Transport in Italy
Flights to Italy
http://www.ryanair.co.uk and http://www.easyjet.com service almost all the big cities in Italy from the UK and prices can be ludicrously cheap – so even if you’re coming from somewhere else it’s worth checking to see if it’s cheaper to arrive via England.
Italy borders France, Switzerland, Austria and Slovenia but rising gas prices make driving an expensive option. As long as you can handle the Italian drivers the scenery is lovely though by road. There are also trains that bring you all the way from other European countries though you’ll save yourself a lot of money by not buying a Euro rail pass.
Getting Around Italy
The real way to get around cheaply in Italy is by rail – as in many countries with a strong socialist movement, the trains are very cheap and you can travel a good 4 hours for just 12 euros.

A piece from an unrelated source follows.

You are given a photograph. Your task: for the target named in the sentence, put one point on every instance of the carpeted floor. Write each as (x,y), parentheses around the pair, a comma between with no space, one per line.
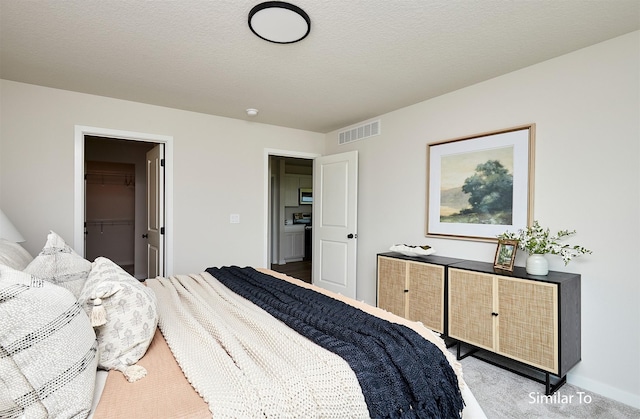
(503,395)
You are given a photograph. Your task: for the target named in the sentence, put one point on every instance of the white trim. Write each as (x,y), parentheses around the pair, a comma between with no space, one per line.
(280,153)
(78,205)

The Italian train system can be as complicated as its politics, however and you’re best off using the self-service ticket machines so that you can work out your route in your own time. There will usually be several options with different train companies. Most services are with I.C Plus or the Euro star but if you choose the regional trains it can be 50-70% cheaper – though you may have to change once or twice. Even very long journeys can be done by regional train if you request it at the ticket counter and change several times.

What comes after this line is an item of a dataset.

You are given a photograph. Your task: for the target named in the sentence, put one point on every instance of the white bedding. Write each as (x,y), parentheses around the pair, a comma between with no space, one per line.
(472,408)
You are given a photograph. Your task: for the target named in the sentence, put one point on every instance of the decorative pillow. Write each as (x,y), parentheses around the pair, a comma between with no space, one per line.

The Italian train system is so paranoid that people might try to cheat and use their ticket more than once for the same route that they have a method in place called convalidazione – the trick being that once you’ve bought your ticket at the counter or from the machine you then have to take it to a separate slot and insert your ticket. It stamps the time and date on the ticket and you have to use it within a day. In theory this means you can’t use the same ticket twice. Why they don’t just print the date on the ticket in the first place is anyone’s guess but if you don’t convalidate your ticket the conductor might fine you.

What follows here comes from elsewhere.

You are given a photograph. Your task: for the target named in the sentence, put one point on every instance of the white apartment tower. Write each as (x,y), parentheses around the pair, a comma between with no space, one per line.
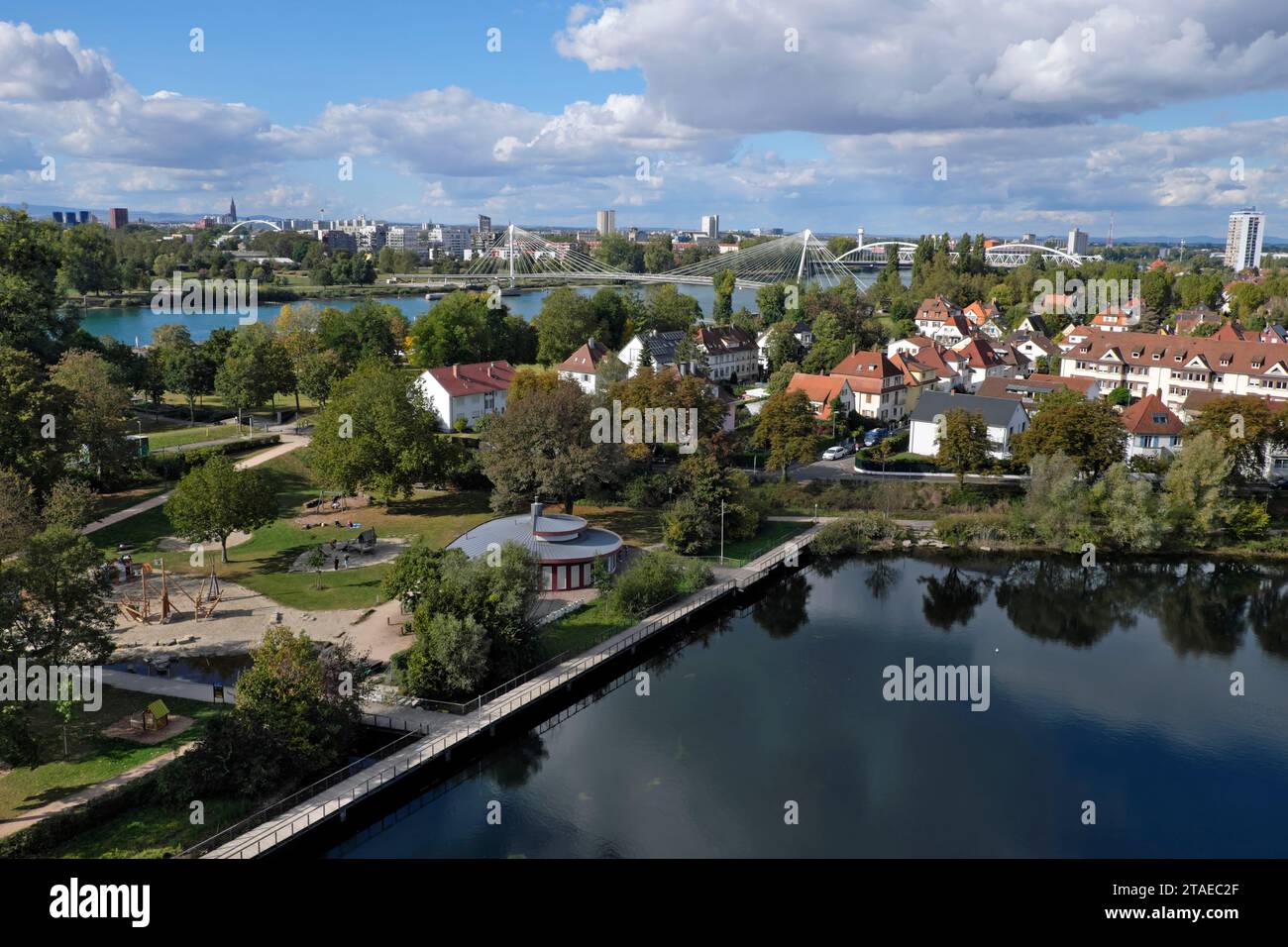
(1243,240)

Hitching is fine in Italy as long as you stick to smaller roads and are prepared to start up lots of conversations to get lifts. On the bigger roads hitchhiking is regarded as a bit suspect and can be quite a drag if you’re female as every Italian guy thinks his luck has come in.
With cheap and efficient trains, there’s not much point in using buses to get around Italy. Within towns though they’re a good option, especially as there’s no real need to pay – you can get tickets from shops which you then stamp inside the bus but no one will say anything if you just get on board. Just stand near the exit so that you can get off if anyone official-looking gets on to check tickets.